Many muse about what Jesus would preach and support if he walked with us as He did the early disciples. Arguments rise from both the secular community, who want Jesus to be a mascot for their preferred lifestyles, and by church leaders who believe they can bring people to their church through positive marketing and theological spin.
But Jesus has always refused to fit into man-made molds. In Luke 4, Jesus overcame the temptation to yield to Satan’s lies and supposed short-cuts to His destiny and purpose. He then returned to Galilee, “in the power of the Spirit”, where he taught in the synagogues and “was praised by all.” News spread, and he increased in popularity and favor.
When he came to Nazareth, where he grew up, He went into the synagogue on the Sabbath and stood to read.
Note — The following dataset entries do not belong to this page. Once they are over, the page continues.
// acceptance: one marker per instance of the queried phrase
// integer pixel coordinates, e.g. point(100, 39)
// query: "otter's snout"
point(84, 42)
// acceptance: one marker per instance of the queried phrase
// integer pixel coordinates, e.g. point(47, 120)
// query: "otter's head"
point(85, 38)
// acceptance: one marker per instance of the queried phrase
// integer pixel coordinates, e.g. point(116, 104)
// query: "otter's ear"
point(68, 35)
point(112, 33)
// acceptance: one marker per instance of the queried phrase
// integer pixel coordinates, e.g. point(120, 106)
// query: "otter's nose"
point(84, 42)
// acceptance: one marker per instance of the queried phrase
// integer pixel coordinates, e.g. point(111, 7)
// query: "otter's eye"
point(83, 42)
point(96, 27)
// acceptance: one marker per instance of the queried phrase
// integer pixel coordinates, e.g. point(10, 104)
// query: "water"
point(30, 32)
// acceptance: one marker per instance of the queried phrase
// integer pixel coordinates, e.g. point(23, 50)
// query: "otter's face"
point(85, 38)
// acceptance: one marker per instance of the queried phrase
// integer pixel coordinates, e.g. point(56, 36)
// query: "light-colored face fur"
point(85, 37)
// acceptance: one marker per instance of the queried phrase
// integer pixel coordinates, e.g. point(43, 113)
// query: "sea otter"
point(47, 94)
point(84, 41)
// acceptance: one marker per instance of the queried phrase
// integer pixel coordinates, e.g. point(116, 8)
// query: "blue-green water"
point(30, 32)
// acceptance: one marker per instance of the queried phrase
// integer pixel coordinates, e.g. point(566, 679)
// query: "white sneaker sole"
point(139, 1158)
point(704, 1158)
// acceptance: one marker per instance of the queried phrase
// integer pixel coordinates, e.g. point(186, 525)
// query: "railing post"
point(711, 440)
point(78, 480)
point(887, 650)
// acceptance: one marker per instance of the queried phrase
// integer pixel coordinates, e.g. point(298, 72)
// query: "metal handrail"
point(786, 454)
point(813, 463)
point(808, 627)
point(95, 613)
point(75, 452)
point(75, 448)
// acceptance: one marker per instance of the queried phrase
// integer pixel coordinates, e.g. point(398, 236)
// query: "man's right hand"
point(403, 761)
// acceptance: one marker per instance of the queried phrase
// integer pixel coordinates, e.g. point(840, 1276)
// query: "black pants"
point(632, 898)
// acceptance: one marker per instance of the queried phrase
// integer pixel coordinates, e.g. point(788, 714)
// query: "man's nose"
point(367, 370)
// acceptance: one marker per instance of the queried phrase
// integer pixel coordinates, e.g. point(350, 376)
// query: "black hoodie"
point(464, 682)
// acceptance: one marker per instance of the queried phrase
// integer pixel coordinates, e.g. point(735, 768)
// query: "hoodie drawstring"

Turning to Isaiah, he read, “The Spirit of the Lord is upon Me because he anointed Me to preach the good news to the poor. He has sent Me to proclaim release to the captives and recovery of sight to the blind…” It was an encouraging message to those who felt oppressed and discarded. The listeners were thrilled and spoke well of Jesus, yet they expressed surprise that these gracious words came from the mouth of one of their own.
Jesus could have taken the opportunity to bask in the praises of those he grew up with; instead, He looked past the excitement on their faces and peered deep into their hearts. He knew their real priorities included wanting to ride the coattails of his popularity, and having their needs and selfish desires met. They weren’t looking for the Lord, they were looking for affirmation.
Jesus admonished the crowd for having the same attitudes as their forefathers who lacked faith and were therefore overlooked by God as He poured out blessings on the widow of Zarephath and Naaman of Syria.
The mood changed quickly. Those who considered Jesus a voice from God only moments before now considered Him their enemy because He had dared to hold up a spiritual mirror to reveal their true nature. They were “filled with rage,” and they drove Him outside the city and attempted to throw Him down a cliff. As it was not yet His time, he easily passed through the crowd and moved on to the next town.
The people of Nazareth could have examined their lives, repented, and joined the King of Glory in the greatest story of human history. Instead, they held onto their mindsets and missed the Kingdom of God.
When God puts the mirror in front of us today, how do we respond? Do we fall on our knees in repentance, find favor in the loving arms of God, and become transformed more into His likeness, or do we get angry and search out a message that affirms who we already are?